Detalhes bibliográficos
Ano de defesa: 2017
Autor(a) principal: Soares Neto, João Batista
Orientador(a): Não Informado pela instituição
Banca de defesa: Não Informado pela instituição
Tipo de documento: Tese
Tipo de acesso: Acesso aberto
Idioma: por
Instituição de defesa: Universidade Federal da Paraíba
Brasil
Administração
Programa de Pós-Graduação em Administração
UFPB
Programa de Pós-Graduação: Não Informado pela instituição
Departamento: Não Informado pela instituição
País: Não Informado pela instituição
Palavras-chave em Português:
Link de acesso: https://repositorio.ufpb.br/jspui/handle/tede/9349
Resumo: This doctoral thesis introduces the origins of marketing education in Brazil. It is a historical work that relied on bibliographical researches and document analyses conducted at libraries, museums and teaching institutions in England, Germany, and Brazil; in addition, Brazilian scholars were interviewed. We preserved the chronology and the chain of events, and we set the research objectives as per the context of English, German and American practices and teaching, which formatted the marketing course exported to Brazil. We argument that marketing education in Brazil is the result of a historical process originating in Europe and structured and leveraged by the US business model, which was exported to Brazil in the first half of the 20th century.
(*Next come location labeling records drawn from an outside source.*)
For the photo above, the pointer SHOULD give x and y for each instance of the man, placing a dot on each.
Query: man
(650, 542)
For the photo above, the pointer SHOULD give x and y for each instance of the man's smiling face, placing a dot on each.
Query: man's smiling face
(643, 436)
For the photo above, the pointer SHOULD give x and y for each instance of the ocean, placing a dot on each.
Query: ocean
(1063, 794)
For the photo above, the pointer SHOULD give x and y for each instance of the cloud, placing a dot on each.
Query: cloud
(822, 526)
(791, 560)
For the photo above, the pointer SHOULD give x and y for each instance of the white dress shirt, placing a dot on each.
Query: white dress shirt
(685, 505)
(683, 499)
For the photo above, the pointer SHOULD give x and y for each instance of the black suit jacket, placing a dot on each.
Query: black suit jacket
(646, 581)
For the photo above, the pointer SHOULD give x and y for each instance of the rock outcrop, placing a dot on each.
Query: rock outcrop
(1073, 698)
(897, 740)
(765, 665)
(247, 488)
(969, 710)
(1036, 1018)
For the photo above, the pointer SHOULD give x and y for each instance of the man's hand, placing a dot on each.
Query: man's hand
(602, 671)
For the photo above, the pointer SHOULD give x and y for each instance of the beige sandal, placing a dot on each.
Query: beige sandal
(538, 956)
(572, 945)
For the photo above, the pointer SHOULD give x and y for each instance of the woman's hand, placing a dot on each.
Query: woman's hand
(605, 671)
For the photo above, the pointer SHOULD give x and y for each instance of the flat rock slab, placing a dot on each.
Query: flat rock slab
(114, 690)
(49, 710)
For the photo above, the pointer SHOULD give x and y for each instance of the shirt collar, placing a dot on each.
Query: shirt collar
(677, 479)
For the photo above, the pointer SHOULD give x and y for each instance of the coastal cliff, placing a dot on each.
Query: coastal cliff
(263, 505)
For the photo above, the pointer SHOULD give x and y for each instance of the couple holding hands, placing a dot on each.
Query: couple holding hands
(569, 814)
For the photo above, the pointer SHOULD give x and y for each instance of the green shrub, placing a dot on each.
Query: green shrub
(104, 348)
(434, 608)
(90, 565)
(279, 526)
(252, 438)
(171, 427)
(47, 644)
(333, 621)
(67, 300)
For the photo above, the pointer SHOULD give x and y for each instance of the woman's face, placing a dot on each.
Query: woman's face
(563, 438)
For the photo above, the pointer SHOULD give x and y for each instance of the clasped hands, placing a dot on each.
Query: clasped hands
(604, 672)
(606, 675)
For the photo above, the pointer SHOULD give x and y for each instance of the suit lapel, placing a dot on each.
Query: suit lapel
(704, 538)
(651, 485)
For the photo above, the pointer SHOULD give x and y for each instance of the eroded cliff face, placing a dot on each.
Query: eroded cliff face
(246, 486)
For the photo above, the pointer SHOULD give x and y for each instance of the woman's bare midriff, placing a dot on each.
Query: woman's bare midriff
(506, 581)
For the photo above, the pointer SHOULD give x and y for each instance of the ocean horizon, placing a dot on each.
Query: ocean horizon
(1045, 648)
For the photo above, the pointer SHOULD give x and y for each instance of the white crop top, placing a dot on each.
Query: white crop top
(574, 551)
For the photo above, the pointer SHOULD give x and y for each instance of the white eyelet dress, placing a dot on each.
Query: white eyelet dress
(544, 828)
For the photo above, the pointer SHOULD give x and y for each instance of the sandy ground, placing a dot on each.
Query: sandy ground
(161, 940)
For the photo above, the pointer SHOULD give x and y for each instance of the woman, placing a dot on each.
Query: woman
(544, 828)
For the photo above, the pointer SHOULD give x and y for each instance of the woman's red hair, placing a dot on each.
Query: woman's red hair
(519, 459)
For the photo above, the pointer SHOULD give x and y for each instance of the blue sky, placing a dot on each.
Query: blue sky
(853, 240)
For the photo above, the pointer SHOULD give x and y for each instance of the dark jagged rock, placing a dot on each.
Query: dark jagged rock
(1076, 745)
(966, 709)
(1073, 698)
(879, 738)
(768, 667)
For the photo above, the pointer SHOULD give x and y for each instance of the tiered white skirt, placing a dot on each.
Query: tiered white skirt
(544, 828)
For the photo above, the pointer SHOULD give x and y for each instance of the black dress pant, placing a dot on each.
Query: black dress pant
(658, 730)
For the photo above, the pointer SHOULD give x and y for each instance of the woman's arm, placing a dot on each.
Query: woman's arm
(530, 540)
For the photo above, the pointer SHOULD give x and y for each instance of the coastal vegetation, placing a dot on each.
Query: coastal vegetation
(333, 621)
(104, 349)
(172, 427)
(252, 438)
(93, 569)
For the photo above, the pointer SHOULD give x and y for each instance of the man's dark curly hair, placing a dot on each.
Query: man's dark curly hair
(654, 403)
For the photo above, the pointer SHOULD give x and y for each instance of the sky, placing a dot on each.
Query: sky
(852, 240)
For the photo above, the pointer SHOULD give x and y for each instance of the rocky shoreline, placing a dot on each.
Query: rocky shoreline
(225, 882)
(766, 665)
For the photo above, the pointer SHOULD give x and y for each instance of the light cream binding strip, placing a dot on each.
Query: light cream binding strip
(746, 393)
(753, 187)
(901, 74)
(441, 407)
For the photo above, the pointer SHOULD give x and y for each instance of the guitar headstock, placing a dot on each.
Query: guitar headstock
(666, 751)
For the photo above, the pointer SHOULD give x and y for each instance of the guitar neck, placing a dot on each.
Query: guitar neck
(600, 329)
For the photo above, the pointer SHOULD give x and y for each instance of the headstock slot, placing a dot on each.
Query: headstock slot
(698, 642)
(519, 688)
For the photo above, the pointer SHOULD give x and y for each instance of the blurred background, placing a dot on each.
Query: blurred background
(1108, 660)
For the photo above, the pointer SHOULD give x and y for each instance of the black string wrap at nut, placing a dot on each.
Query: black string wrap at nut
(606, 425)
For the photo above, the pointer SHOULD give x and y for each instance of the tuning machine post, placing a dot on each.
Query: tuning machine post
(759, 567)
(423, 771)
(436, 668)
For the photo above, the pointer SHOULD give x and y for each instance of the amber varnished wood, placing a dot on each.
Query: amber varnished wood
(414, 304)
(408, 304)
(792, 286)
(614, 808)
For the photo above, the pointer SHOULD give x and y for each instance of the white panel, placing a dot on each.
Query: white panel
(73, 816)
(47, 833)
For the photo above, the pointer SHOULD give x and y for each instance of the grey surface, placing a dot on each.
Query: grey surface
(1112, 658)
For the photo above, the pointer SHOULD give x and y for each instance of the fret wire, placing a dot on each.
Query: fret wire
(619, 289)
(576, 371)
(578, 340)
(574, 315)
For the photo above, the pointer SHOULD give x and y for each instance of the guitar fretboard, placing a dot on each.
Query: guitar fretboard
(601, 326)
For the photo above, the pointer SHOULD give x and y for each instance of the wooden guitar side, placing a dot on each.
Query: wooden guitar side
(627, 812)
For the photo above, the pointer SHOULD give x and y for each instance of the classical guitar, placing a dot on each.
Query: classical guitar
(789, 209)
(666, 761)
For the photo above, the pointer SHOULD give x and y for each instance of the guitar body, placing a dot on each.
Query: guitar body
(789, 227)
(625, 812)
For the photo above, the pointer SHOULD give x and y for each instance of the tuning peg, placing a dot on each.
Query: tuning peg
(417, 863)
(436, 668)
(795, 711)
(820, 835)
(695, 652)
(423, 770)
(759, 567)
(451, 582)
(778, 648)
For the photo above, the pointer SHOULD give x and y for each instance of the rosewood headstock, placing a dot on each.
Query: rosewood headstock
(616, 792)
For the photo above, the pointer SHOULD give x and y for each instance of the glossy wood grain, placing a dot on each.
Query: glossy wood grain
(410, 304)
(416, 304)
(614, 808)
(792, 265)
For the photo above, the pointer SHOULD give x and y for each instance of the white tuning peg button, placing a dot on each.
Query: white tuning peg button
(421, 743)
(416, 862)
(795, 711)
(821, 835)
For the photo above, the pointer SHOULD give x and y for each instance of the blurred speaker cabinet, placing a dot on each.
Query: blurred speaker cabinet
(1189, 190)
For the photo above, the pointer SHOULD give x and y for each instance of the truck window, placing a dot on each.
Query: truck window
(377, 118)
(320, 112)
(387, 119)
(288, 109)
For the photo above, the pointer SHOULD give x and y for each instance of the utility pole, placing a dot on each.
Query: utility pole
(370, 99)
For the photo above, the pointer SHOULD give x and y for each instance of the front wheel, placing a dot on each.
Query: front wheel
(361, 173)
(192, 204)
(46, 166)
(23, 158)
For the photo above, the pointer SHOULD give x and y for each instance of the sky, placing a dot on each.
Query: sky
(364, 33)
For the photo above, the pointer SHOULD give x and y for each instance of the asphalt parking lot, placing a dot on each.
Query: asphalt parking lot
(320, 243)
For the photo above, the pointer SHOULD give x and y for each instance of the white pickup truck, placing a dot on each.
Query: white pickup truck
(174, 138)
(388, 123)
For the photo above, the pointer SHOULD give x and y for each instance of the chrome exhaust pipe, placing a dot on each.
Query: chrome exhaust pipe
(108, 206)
Based on such scenario, we defend that the US influence and the construction of the marketing course and marketing-related contents in Brazil were first experienced in the city of São Paulo, which was going through full economic, industrial and commercial development, and had the relevant capacity to form opinions around the country. The US influence and the marketing course in the city of São Paulo materialized, at first, in some high-school and vocational institutions as well as the Museum of Art of São Paulo (MASP), and solidified – in the higher education context – at EAESP. In the 1950s, EAESP went through a vast process of transferring marketing management concepts through Michigan State University professors, teaching methods and marketing literature based on the managerial school, which set the standards to other Brazilian Higher Education Institutions. We conclude that our marketing education is part of a family tree that mixes together English market practice, German methodology, and US Business Schools management. This historical legacy, absorbed mainly by EAESP, led the teaching of marketing towards the managerial model, disregarding other marketing frameworks.